– Тонка, бежим! У нас есть минут двадцать.

– Куда?!

– За озеро!

– Но там же наш заяц. Он будет подглядывать.

– Пускай. Он же наш!

Сразу же за горбатым мостиком над озером они остановились…

Милка, наконец, оторвалась от его губ и, вся ещё в его объятиях, прошептала :

– Тонка…

– Что, Милка?

– У меня болят губы…

– У меня тоже, Милка.

– Мы сошли с ума?

– Ты уедешь, он вернётся…

– А ты?

– А я люблю твои губы, твои волосы, твои глаза. Твой голос. Всю тебя.

– Какой ты! – лукаво улыбнулась она.

И зажала подбородком его плечо.

– Тонка! – вдруг хлопнула она его рукой по спине (он от неожиданности вздрогнул), – заяц! Наш заяц!

Антон обернулся – невдалеке, метрах в десяти, сидел заяц и смотрел на них, не мигая… Затем, заметив, что обнаружен, вытянулся, остолбенел… и только мохнатые лапы замелькали среди травы. Он уходил зигзагами.

– Партизан! – рассмеялись они…

Они вернулись к её дому – время! – и от него втроём пошли на вокзал.

Антон нёс чемодан и сумку, а Милка с мамой шли по обе стороны от него.

– Вон он, наш автобус, Мила! – заторопила её мать. – А мы ещё даже не взяли билеты!
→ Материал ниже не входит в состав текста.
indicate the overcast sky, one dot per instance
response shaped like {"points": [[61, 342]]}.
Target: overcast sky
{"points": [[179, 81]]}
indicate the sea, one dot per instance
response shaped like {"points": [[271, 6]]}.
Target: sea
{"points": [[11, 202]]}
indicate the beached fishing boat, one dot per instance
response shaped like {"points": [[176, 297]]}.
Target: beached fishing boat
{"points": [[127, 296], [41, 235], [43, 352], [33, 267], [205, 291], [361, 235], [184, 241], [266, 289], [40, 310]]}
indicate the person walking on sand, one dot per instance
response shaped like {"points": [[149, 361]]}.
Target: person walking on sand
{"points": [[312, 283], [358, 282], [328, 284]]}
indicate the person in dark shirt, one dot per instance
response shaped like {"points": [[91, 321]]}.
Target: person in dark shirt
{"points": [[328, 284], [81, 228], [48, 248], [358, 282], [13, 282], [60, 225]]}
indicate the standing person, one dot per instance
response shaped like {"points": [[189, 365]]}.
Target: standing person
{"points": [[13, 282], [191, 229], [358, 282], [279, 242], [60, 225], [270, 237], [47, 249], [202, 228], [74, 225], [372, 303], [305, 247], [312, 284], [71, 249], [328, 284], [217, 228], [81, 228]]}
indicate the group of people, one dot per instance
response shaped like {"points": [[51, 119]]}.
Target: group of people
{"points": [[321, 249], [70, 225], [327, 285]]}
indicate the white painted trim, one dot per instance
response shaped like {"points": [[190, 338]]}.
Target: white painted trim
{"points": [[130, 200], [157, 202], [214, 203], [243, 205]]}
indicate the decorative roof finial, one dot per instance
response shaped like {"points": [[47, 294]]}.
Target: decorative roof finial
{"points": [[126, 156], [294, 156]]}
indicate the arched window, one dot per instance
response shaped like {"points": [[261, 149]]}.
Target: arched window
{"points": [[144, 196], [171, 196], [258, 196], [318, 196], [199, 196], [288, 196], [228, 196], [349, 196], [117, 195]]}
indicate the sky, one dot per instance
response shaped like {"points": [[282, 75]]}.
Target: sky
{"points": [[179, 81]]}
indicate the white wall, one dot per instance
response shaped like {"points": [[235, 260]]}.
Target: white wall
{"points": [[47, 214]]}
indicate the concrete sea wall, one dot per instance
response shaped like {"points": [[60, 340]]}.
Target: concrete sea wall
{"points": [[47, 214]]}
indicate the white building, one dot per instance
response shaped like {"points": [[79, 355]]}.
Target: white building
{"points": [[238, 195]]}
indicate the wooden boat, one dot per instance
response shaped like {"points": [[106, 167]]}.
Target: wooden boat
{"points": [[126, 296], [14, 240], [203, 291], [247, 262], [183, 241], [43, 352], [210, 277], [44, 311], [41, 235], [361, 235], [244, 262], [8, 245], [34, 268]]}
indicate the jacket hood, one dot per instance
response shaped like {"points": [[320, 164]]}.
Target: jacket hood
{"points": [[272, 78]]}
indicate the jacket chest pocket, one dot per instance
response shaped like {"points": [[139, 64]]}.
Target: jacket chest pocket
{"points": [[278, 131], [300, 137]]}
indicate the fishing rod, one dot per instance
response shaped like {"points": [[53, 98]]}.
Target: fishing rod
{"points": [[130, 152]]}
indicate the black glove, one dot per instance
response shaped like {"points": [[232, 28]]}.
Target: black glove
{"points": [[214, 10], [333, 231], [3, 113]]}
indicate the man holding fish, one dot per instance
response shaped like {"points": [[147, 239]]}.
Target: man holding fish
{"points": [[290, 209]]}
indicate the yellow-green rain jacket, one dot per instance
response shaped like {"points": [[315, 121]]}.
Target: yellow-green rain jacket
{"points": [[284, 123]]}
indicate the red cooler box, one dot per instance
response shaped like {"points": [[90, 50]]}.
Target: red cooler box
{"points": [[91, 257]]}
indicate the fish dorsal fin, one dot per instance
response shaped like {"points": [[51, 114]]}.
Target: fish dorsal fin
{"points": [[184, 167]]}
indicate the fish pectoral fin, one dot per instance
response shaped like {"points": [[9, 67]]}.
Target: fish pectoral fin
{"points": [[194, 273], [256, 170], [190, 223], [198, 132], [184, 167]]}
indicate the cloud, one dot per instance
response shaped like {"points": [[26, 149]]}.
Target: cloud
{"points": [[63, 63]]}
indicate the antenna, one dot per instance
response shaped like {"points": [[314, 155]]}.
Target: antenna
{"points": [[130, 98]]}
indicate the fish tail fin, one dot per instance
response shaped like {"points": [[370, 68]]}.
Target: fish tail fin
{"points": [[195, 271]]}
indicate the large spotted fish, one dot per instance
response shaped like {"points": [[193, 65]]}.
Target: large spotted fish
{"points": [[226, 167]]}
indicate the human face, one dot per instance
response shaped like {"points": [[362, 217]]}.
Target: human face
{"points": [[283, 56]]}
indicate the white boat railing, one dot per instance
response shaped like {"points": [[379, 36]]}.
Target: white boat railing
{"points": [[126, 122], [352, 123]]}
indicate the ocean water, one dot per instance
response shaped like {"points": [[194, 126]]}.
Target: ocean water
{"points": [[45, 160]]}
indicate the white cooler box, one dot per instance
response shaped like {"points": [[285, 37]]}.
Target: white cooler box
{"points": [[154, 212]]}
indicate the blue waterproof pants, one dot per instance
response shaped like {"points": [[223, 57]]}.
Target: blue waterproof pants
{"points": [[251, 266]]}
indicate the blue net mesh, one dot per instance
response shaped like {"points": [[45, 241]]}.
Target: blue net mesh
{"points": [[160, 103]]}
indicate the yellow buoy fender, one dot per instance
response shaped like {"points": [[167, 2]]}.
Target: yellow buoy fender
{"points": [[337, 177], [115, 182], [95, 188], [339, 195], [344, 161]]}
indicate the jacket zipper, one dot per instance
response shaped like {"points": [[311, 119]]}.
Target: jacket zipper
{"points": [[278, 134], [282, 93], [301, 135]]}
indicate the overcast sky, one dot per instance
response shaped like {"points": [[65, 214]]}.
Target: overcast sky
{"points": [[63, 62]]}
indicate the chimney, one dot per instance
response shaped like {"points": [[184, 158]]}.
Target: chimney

Я пойду скоренько, а вы тут посидите.

И она пошла к кассе.

– Вот он, наш автобус, – произнесла Милка, оглядываясь.

– И он увезёт тебя…

– Так должно быть. Ты сам говорил… Хочешь, я покажу тебе колокольчик!?

Она порылась в сумке и извлекла оттуда небольшую коробочку. Внутри оказался маленький медный колокольчик. Она покачала его – и он издал нежный и тонкий звук.

– Какой у него голос, Тонка!…

– …

– Он тебе не нравится.

– Нет.

– Ну, как хочешь, – и она спрятала его.

Антон взял её руки в свои и сжал :

– Ты уезжаешь, Милка…

– Что же делать, Тонка? – встретились их глаза. – Я всегда буду благодарна тебе за то, что ты был здесь. Со мной… Мне было так хорошо с тобой, как ни с кем другим!..

Она потёрлась щекой о его щеку :

– То-о-н-ка…

Вернулась её мама и защебетала :

– Мила, уже садятся! Мы опоздаем…Прощайтесь, а я пойду в автобус – нужно места занять… Опоздаем!

– Никуда мы не опоздаем, – грустно вымолвила Милка, – ты иди, мамуля, я сейчас.

– Не задерживайся… Ну, вот и всё, Антон. До свиданья, – она подошла к нему и протянула руку, – будете в Минске, заходите. Мы будем рады!

– И вам всего хорошего, – он пожал протянутую руку, – здоровья, счастья.

Они остались вдвоём.

– Давай зайдём за автобус, здесь слишком людно, – потянул он её за руку.

– Тонка, – зашептала она, – мне грустно. Я сейчас заплачу. Я – плакса.

– Не надо, Милка, Милка моя. Мы ведь скоро увидимся. Я приеду…

– Я буду всегда рада, когда бы ты не приехал…

– Если тебе когда-нибудь станет плохо, ты подумай обо мне…

– Я буду ждать тебя!

– Милка, бежим! – потянул он вдруг её за собой.

– Куда!?

– Бежим!

В окне автобуса мелькнуло испуганное лицо её матери.

Затащив её за разросшийся во все стороны куст, точно дикобраз, он притянул её к себе и нашёл губы. Её пальцы запутались в его волосах, глаза закрылись…

– Тонка, какой же ты.., – пролепетала она влажными губами.

И провела ладонью по его щеке :

– Дай, Я тебя поцелую.

– Вот и всё, Тонка, – слова ещё висели в воздухе, а дверь в автобус уже закрывалась за ней….

Антон шёл следом у её окна, махал прощально рукой и улыбался. Пока автобус не вырулил на дорогу и не набрал скорость.

Огромная, словно бездонный колодец, пустота навалилась на него, закружила и понесла… Ощущение, что её уже нет…

А через десять минут пошёл дождь. « Слепой» летний тёплый дождь.

Светило ярко солнце, и вдруг с ясного голубого неба стали падать крупные и частые капли. Вмиг над озером выткалась радуга, разлилась и заиграла в брызгах.

И дождь слеп от яркого июльского солнца и падал на лицо Антону, на автобус, в котором уезжала Милка.